The Brazilian Institute of Responsible Gambling, which represents companies that handle 75 per cent of all online sports betting, said it fully supports the push for greater regulation. And the National Association of Gaming and Lotteries said in an emailed response to questions that it also supports regulation but that any move to ban gambling after a legal framework was put in place would bring legal uncertainty and cause “incalculable damage” to the country.
‘Just a dream’
The regulatory push comes too late for dos Santos.
Now 19, she has no bike, no job and no hope of paying back a gambling debt that has, as best she can tell, ballooned to 7,000 reais. All of it is on credit cards that she took out from a bunch of banks, including Nubank, Banco do Brasil and Bradesco. She confesses to having no idea what interest rates they’re charging her. (The central bank’s website indicates they all charge more than 300 per cent a year on credit card debt.)
To mollify her girlfriend, dos Santos recently ceded control of her bank accounts and gambling accounts.

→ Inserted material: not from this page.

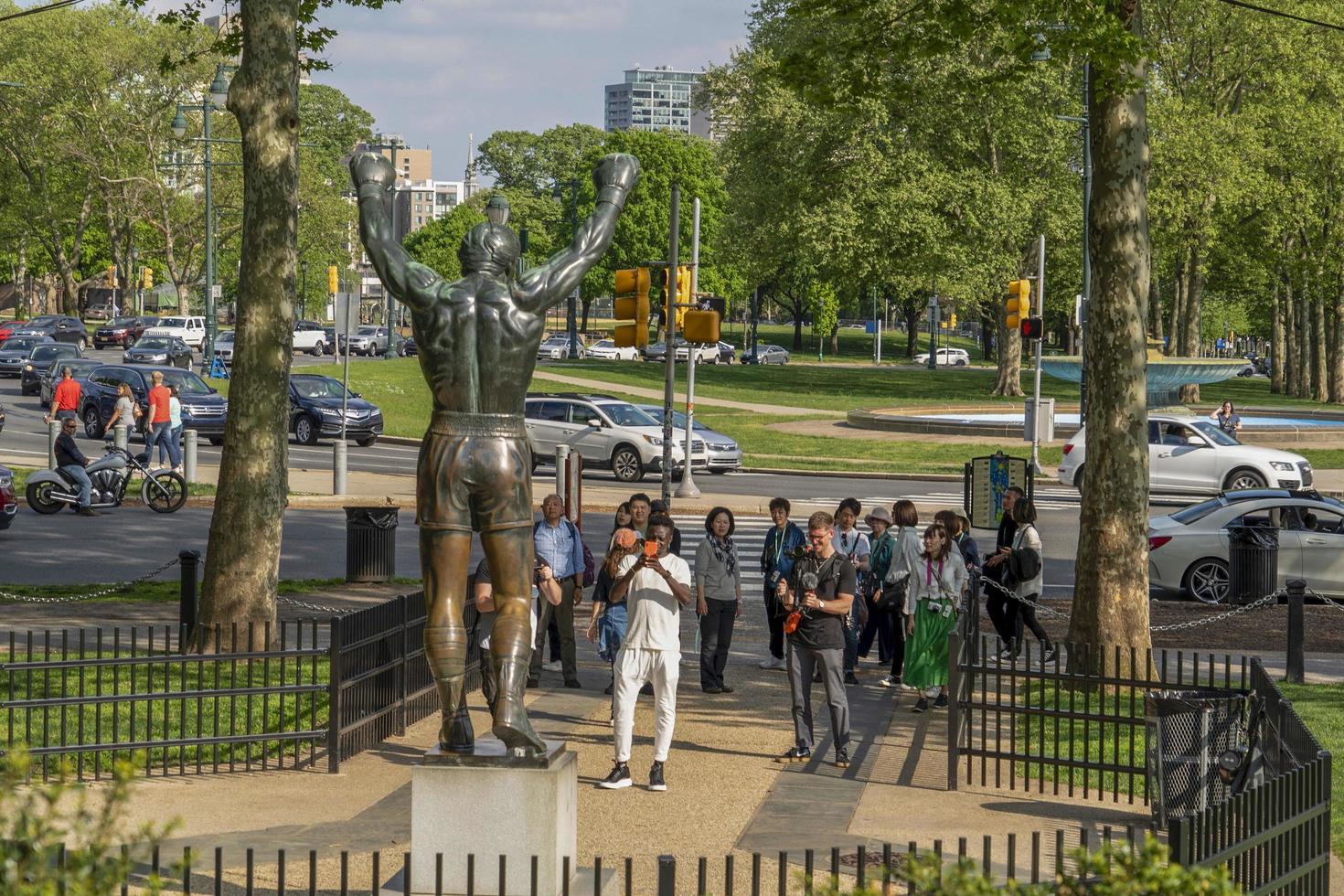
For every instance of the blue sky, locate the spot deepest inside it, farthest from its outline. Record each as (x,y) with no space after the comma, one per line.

The addiction, and the need for that dopamine rush, remain strong, though, and she still sneaks in a bet from time to time.
She knows now how foolish this is. And she knows that she had been duped — by all those glamorous social media influencers — into thinking that gambling was her ticket out of poverty. You’re not betting, they told her over and over, you’re investing.
“Today, I know that was just a dream.”
— With assistance from Franco Dantas and Daniel Carvalho.